L’Éducation nationale est au centre de la deuxième terrible déception en matière de démocratisation du savoir. La progression ininterrompue du taux de succès au baccalauréat (près de 88 % en 2017, contre 60 % en 1960) est le signe de son changement de fonction. Il ne s’agit plus d’une sélection, désormais déléguée (dans la douleur) à l’université, mais d’un rituel d’agrégation sociale où est mimée, une dernière fois avant l’entrée dans la vie réelle, l’égalité entre les membres d’une même génération. Le nombre de reçus a été multiplié par 100 depuis 1900. Pour couronner tout le monde des fameux lauriers, il a fallu d’abord créer des «baccalauréats» technologiques et professionnels, puis se livrer à un travail méthodique de déformation des notations au prix de pressions inouïes sur les correcteurs. La baisse du niveau moyen est parfaitement lisible dans l’ahurissante explosion des mentions. En 1967, 0,3 % des candidats obtenaient la mention «très bien». Ils étaient 1,2 % en 2000. Ils sont désormais plus de 9 %. L’inflation des mentions s’est spécialement accentuée à partir des années 2000: un tiers des bacheliers en obtenaient une à cette époque, contre 54,4 % en 2016… Le bac est devenu une distribution des prix où les moins mauvais ressortent d’autant plus du lot que les écarts de niveau ne cessent de s’accroître. Dans les grands lycées, le pourcentage de mentions «très bien» est passé en dix ans de 20 à 80 %. L’examen s’est mis au niveau de ceux qu’il s’agissait de récompenser pour ne pas désespérer Billancourt, propulsant dans l’empyrée les lycéens médiocres d’hier.

Le numérique n’a pas permis non plus L’Épiphanie cognitive tant attendue. C’est la troisième grande déception du projet de démocratisation de la connaissance. Internet n’a pas élevé les gens au niveau du savoir, mais l’a au contraire abaissé au leur.
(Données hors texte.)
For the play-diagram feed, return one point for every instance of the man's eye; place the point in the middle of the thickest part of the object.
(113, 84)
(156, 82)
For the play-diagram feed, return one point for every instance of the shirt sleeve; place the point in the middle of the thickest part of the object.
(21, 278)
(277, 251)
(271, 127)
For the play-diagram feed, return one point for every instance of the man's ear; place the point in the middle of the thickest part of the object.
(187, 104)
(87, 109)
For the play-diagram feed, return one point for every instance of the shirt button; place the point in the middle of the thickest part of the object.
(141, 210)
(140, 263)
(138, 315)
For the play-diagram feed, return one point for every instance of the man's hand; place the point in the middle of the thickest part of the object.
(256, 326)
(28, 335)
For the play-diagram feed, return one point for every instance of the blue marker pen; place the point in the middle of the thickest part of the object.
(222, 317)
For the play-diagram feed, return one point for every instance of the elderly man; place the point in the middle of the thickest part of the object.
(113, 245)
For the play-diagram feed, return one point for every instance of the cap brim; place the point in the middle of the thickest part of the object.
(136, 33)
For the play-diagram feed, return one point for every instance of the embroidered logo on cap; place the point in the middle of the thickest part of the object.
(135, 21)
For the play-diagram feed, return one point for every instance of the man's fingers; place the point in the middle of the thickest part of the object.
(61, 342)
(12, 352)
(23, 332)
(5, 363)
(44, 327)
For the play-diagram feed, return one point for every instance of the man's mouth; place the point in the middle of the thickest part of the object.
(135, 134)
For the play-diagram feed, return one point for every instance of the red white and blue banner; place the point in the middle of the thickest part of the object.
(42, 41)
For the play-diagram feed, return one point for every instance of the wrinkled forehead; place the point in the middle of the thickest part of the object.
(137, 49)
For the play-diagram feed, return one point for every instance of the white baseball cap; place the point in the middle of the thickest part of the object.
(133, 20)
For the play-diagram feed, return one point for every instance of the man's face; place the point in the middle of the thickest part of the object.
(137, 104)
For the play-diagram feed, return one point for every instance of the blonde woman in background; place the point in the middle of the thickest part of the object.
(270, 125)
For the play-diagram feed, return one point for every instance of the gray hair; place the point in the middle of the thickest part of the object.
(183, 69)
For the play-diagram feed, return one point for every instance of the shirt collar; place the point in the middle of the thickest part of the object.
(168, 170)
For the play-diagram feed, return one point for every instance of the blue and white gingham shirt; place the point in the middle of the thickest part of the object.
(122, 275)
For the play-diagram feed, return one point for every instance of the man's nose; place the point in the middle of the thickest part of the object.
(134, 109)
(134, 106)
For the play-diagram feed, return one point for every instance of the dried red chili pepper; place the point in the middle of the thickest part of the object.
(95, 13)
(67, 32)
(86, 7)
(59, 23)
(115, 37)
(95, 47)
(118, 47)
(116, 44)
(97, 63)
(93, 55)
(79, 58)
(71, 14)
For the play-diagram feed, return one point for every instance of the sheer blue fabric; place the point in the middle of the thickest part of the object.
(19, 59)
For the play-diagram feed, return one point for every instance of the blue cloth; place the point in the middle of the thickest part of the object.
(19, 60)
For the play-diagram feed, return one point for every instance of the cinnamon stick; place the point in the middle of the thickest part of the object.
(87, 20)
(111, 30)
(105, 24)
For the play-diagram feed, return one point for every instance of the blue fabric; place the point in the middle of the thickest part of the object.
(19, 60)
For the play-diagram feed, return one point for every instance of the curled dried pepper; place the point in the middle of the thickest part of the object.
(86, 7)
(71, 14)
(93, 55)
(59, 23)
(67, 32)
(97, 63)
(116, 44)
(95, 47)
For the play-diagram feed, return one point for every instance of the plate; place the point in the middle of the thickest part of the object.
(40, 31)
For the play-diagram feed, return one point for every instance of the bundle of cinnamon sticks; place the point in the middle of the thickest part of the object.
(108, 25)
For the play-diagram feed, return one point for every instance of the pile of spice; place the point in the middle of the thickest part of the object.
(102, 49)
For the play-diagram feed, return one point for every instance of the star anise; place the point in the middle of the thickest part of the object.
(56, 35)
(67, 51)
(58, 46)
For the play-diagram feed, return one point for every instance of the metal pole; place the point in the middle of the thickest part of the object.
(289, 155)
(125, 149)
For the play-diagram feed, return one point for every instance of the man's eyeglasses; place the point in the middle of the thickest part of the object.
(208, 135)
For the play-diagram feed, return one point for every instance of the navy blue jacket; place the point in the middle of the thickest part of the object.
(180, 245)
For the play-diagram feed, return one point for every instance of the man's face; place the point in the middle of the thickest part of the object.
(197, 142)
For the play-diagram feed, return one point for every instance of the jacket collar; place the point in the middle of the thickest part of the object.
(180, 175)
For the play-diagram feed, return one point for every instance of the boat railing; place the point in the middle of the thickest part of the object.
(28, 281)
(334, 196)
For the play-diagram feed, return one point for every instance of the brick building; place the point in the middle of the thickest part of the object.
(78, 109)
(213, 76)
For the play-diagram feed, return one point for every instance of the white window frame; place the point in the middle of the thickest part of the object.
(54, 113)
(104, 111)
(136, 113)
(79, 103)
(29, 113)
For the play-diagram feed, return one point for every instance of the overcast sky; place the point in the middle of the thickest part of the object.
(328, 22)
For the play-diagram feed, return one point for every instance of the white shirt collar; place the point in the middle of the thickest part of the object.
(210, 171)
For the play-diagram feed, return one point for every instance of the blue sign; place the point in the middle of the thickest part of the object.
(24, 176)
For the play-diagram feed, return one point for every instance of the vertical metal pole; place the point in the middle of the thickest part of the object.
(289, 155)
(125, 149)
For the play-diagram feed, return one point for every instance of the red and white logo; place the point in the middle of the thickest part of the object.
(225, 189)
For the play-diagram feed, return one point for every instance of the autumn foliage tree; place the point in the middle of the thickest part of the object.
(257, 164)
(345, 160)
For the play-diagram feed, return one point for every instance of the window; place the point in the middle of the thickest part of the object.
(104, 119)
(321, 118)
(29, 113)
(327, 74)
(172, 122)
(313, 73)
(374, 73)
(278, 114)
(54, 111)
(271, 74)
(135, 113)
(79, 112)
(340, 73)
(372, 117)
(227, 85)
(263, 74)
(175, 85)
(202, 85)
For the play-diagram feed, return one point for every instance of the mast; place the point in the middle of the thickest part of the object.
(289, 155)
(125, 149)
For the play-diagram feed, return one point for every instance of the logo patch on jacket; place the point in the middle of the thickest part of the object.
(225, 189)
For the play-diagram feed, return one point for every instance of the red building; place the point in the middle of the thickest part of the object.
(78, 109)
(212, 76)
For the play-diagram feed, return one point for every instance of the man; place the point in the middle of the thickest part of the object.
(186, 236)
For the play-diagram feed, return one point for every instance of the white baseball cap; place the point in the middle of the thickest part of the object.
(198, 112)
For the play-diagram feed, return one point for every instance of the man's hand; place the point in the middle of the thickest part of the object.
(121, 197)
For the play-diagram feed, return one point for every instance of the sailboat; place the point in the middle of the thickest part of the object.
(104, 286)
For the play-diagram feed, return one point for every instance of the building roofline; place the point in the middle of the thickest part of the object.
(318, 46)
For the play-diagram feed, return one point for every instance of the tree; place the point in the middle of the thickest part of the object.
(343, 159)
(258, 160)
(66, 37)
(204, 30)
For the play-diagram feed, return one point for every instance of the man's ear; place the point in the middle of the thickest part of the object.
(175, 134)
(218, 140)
Le premier problème est l’extrême profusion des informations accessibles. Une question renvoie, littéralement, des millions de réponses. L’esprit se perd face au tsunami des données, incapable de faire la part du bon grain et de l’ivraie. Ce sont au contraire les idées les plus farfelues, les rumeurs les plus folles, les contre-vérités les plus grossières qui se diffusent le mieux. La connaissance vraie est ridiculisée par l’opinion. L’expert réduit au silence par l’ignorant. Le quolibet — qui veut dire étymologiquement «le n’importe quoi» — règne en maître. Au milieu du brouhaha de la foule, le savoir passe incognito.
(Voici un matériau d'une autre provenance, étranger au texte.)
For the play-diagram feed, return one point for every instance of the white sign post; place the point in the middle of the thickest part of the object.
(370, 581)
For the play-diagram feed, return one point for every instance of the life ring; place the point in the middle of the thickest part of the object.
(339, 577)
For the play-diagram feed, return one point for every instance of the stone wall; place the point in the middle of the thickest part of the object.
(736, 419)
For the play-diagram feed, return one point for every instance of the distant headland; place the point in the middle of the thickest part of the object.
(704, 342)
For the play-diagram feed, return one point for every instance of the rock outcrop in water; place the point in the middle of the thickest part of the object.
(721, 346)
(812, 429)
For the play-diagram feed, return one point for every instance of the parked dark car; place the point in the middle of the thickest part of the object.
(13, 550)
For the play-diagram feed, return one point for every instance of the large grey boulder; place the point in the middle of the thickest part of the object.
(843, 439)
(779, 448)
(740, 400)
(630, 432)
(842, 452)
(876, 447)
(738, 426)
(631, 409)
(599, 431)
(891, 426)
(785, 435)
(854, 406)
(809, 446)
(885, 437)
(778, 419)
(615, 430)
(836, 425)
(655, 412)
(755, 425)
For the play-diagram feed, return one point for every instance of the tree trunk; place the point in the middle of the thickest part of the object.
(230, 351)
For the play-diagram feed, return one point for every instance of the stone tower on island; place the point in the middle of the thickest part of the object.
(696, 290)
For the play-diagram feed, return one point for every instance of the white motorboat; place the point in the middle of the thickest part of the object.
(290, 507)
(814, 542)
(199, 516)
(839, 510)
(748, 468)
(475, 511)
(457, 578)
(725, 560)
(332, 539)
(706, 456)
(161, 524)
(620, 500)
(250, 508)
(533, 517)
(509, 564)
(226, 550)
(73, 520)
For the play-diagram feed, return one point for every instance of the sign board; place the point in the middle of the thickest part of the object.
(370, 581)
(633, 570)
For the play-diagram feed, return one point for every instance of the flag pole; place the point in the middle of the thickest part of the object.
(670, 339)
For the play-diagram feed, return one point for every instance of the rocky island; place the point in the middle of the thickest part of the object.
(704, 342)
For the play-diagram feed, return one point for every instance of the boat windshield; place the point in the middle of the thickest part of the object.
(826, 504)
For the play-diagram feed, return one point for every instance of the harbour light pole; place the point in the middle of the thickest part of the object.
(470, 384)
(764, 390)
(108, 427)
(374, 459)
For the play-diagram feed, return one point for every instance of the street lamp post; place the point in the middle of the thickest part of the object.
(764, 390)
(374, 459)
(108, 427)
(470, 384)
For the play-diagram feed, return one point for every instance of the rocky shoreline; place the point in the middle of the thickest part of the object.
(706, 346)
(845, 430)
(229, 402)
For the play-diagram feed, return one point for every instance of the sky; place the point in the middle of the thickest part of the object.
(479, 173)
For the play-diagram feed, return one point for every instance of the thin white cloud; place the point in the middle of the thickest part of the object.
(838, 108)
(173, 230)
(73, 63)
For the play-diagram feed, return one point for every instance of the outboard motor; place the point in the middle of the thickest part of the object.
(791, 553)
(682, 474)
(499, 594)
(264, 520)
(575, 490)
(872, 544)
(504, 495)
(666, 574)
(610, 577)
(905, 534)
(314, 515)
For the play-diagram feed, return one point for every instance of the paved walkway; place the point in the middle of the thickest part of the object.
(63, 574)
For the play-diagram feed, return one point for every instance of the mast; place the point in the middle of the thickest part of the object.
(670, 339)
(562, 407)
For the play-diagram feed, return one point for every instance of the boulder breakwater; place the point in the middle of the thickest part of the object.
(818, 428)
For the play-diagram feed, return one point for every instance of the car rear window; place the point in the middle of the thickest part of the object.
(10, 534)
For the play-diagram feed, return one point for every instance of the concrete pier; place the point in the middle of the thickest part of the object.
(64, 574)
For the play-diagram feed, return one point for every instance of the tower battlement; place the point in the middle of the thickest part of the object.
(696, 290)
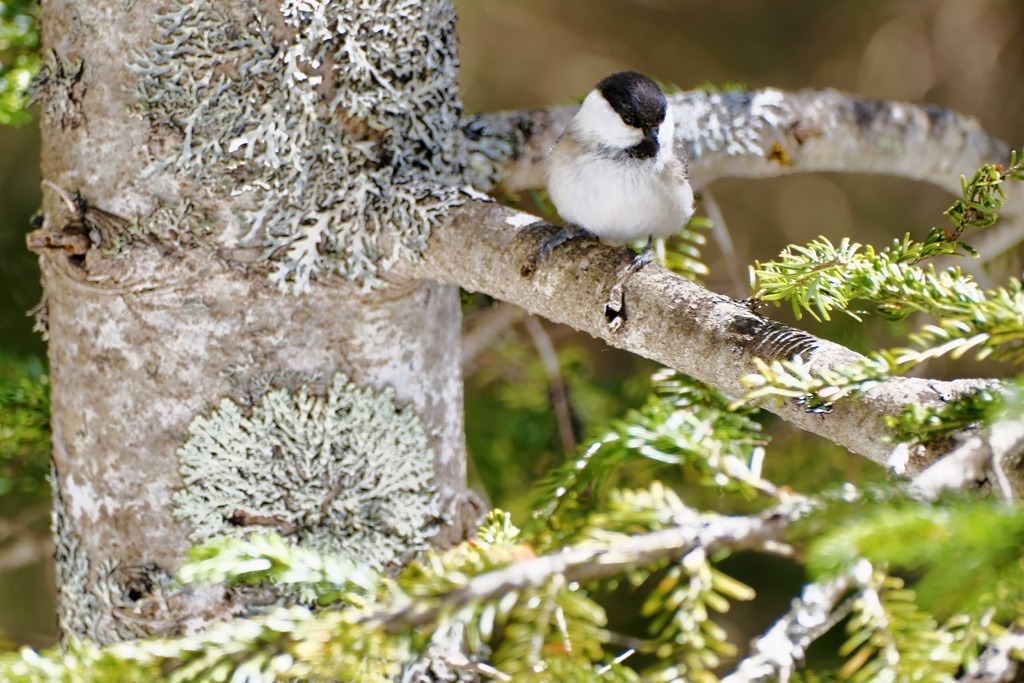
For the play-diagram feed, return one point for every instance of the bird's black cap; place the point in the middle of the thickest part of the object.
(636, 98)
Autrefois difficile à trouver, niché dans les anfractuosités des bibliothèques, le savoir s’arrachait à la suite d’un combat souvent douloureux contre des pages austères. Il était extirpé mot après mot puis conservé comme un trésor dans le coffre-fort de sa mémoire. Il était la récompense d’une discipline sévère dont les moines avaient montré la voie. On tenait infiniment à ce qui avait exigé un patient labeur, aux pépites choisies avec attention et lenteur. Depuis qu’il est facilement accessible, le savoir s’est démonétisé. Ce qui semble aisément disponible n’a plus de valeur. Ce qui peut être retrouvé en deux clics de souris ne mérite plus qu’on le mémorise. Comme dans La Lettre volée d’Alan Poe, ce qui est le plus en évidence est ce que l’on remarque le moins. Le fossé entre les savants et les autres ne s’est pas comblé avec le numérique. Au contraire. Les seconds se sont plus que jamais éloignés des premiers. Hier, au moins, l’ignorant savait qu’il ne savait pas. À présent il est prêt à arpenter toutes les estrades virtuelles pour asséner ses opinions.
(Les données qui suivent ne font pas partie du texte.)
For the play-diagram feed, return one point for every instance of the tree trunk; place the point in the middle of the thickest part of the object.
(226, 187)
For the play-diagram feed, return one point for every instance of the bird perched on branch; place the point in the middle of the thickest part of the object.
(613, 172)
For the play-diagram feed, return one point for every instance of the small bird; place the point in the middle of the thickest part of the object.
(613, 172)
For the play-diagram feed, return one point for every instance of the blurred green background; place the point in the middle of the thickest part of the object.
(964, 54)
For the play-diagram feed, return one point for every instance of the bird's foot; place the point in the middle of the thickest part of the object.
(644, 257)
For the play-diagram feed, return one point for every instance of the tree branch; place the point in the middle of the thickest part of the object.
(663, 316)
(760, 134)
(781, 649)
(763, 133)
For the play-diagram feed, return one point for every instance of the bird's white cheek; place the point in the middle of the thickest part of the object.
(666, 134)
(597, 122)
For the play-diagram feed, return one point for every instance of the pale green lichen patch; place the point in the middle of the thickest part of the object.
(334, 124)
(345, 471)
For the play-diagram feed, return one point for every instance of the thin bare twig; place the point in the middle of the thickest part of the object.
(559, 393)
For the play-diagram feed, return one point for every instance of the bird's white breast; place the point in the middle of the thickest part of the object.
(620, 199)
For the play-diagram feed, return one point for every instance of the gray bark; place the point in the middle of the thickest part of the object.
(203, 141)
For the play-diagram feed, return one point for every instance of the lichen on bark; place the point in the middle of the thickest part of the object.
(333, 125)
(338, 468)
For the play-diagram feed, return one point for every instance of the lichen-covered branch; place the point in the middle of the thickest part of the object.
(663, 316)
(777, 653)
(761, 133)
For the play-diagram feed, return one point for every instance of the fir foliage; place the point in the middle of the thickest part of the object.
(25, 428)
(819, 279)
C’est l’un des nombreux défis de ce siècle que d’être capable de redonner à la connaissance sa substance et sa place sociale. Il implique de commencer par renoncer au mythe rassurant de sa facile démocratisation. Méfions-nous de l’illusoire facilité de l’accès. Enseignons l’humilité d’une connaissance incertaine d’elle-même et toujours à recommencer, et la beauté. Comprenons qu’être connecté ne suffit pas: encore faut-il éprouver cette libido sciendi, cette soif de connaître qui est l’une des caractéristiques humaines. «La curiosité, dit Fénelon, est un penchant de la nature qui va comme au-devant de l’instruction ; ne manquez pas d’en profiter.» Le numérique ne dispense pas de la curiosité, il la rend au contraire à la fois plus difficile et plus nécessaire.